Complications of massive allograft reconstruction for bone tumors
Abstract
METHODS: This retrospective study was performed on patients with benign aggressive and malignant bone tumors undergoing limb reconstruction with allograft between 1997 and 2005 in Al-Zahra and Kashani Hospitals in Isfahan, Iran. Data was collected from patient files, clinical notes, radiographs and a recent physical examination. Complications including
local recurrence, fracture of allograft, fixation failure, nonunion, infection, skin necrosis and neurological damage were recorded.

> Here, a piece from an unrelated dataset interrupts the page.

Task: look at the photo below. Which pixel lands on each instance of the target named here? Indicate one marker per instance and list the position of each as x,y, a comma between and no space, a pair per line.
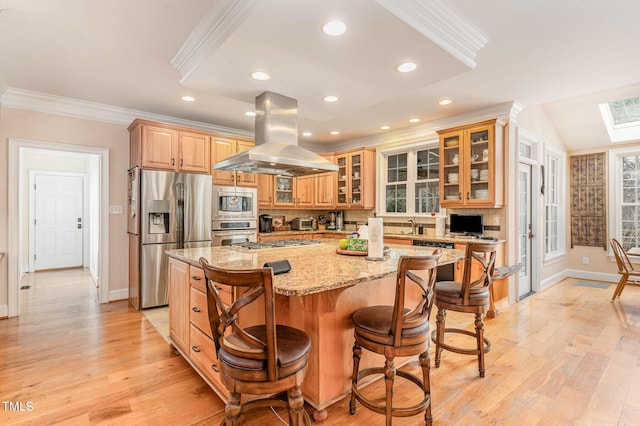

RESULTS: Sixty patients including 39 males and 21 females were studied. The mean age of patients was 23 ± 11.7 years. The mean follow-up interval was 28.1 ± 12.4 months (mean ± SD). Complications were allograft fracture in 20%, local recurrence in 16%, fixation failure in 11%, nonunion in 6%, infection in 6%, skin necrosis in 6%, and peroneal nerve palsy in 1% of cases. Most local recurrences (60%) were those with a mal-performed biopsy. Most allograft
fractures occurred when a short plate was used.
CONCLUSIONS: Allograft replacement for bone tumors remains a valid option. To avoid complications, biopsy should be done by a trained surgeon in bone oncology. A long plate is recommended for fixation. Sterility and graft processing
must be optimal. Autogenous bone graft must be added at host-allograft junction.
KEY WORDS: Bone tumors, bone allograft, limb reconstruction.